Читаем Дневники 1918-1919 полностью

— Пустое! дурь наша, а ты говоришь: судьба, поезжай сто человек спасать и твое дело с ними связано, это будет судьба, а ежели я в такую метель кинусь — это моя дурь, и пропадать буду, услышат, никто не поможет, скажет: зачем его в такую метель понесло!


На горе между домами последними в городе просвечивает Скифия, страшная, бескрайняя... Выезжал, закурилось, и все исчезло милое, дорогое, нежное среди вьюги...

О, зачем я выехал в эту Скифию! дорогая моя, если бы можно было вернуться; ты стала мне тут как самое нежное видение...


В канцелярии Райкома часы рококо с кругленькими ангелами на шифоньере Ампир, заваленном газетами «Вестник Бедноты». Возле него на голубом диване с волнистою спинкою, на грязной подушке, накрывшись тулупом, лежит председатель коммунистической ячейки. На лежанке с изразцами спит-храпит бородатый мужик в шапке-маньчжурке, раскоряча колени, и почесывает во сне между ногами.

Секретарь Исполкома принес мне кусок сахара, долго бил его, мял, трепал, наконец отгрыз себе и остальное мне подал:

— Вот вам!

-337-

Я спросил его, есть ли тиф у них.

— Много! далеко нечего ходить, у меня в доме все в горячке лежат.

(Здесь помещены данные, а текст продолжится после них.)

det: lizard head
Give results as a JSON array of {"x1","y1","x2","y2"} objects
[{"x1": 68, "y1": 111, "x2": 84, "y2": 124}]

Мягкая мебель собрана из имений Хвостова, Бехтеева, Лопатина, Челищева, Поповки. Великолепные часы с инкрустацией... Барометр ртутный у окна...

Мальчик все спрашивает о зубчатых колесах, нет ли такой книжечки, и вдруг увидел; я сказал, это высшая математика, а он:

— Ничего, я разберусь...

Среди книг, которые записывались механически, вдруг открытка: «Христос воскрес, милая мамочка!»


Шкафы с книгами. Библиотекарь сбежал. Ищут отмычку — долго искали, библиотекарь и ключи увез. Написали бумагу, ответили, что библиотекарь законным порядком подал прошение, получил отставку и уехал. Думали, думали, что делать, и решили в дом перевести Исполком.

Когда разбирались книги:

— Вы не обижайте деревню, а то все для города! Одни говорят:

— Берите, берите все, спасайте... все пропадет!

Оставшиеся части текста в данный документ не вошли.